La dermatologia e l’allergologia veterinaria valutano problemi di cute, pelo, unghie e manifestazioni allergiche. Prurito, arrossamenti, croste, cattivo odore della cute o perdita di pelo sono segnali da approfondire, soprattutto se persistono o si ripresentano. Molti disturbi cutanei hanno sintomi simili ma cause diverse: parassiti, infezioni, allergie, intolleranze o altre condizioni cliniche.
Al Centro Veterinario Milanese la visita dermatologica parte dalla storia clinica e dall’esame della cute. Quando serve, possono essere eseguiti test specifici o approfondimenti mirati. L’obiettivo è individuare la causa del problema e impostare una terapia adeguata, con eventuali controlli nel tempo.
Le vostre domande, le nostre risposte
I quesiti più frequenti su dermatologia e allergologia veterinaria
Quando serve una visita dermatologica?
Quando l’animale si gratta spesso, perde pelo, ha arrossamenti, croste, cattivo odore della cute o otiti ricorrenti.
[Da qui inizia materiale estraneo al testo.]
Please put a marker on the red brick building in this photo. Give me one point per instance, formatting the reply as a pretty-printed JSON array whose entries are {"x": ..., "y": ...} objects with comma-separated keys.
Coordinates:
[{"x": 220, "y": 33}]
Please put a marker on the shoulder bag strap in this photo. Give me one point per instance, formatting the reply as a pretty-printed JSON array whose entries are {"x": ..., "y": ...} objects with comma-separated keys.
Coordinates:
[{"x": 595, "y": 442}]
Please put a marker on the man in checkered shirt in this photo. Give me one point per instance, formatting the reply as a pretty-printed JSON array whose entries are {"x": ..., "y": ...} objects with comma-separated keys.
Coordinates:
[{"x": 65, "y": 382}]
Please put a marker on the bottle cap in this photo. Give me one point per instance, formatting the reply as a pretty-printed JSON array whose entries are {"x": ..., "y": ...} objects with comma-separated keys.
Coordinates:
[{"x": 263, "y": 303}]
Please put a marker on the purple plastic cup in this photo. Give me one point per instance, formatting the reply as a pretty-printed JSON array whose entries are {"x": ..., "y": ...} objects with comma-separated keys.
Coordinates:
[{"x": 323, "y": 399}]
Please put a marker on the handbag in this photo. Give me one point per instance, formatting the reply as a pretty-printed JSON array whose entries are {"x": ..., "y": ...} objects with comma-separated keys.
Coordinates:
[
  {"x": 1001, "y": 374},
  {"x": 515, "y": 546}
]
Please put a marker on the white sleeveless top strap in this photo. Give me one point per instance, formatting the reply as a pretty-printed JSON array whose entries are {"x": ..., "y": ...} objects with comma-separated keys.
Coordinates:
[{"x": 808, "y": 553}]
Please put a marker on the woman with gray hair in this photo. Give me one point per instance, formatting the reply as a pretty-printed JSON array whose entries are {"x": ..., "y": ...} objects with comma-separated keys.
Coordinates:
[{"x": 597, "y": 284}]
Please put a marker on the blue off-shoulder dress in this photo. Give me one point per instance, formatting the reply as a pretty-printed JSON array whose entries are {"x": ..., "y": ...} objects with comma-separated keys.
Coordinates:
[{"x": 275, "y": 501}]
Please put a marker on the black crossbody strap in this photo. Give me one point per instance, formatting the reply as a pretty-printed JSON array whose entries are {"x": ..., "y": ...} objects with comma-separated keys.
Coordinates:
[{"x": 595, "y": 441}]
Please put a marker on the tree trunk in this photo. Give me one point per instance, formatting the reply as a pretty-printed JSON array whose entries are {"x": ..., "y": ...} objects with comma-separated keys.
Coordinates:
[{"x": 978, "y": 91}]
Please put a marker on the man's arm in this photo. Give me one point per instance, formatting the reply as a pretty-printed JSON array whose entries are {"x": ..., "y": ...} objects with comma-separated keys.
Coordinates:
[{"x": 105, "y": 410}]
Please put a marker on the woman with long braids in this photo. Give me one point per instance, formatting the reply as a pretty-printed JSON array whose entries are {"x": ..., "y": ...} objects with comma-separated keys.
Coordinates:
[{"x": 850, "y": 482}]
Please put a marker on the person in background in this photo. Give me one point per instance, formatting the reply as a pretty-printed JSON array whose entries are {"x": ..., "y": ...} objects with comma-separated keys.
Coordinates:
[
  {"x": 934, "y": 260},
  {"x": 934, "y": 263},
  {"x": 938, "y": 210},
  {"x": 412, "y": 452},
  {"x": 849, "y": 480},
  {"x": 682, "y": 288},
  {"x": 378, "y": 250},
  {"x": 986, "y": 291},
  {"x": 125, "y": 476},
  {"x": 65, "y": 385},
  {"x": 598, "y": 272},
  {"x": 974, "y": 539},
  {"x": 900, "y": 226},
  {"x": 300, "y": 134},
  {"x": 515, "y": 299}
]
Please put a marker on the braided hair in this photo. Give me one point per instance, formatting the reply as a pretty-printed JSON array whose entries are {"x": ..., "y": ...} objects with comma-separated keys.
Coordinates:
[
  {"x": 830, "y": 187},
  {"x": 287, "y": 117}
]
Il prurito dipende sempre da allergia?
No. Può dipendere anche da parassiti, infezioni o altre patologie cutanee.
Quali esami possono essere utili?
Esami della cute e del pelo, valutazioni per parassiti o infezioni e, quando necessario, approfondimenti allergologici.
Come viene impostata la cura?
In base alla causa. Il piano può includere terapie, indicazioni alimentari e controlli periodici.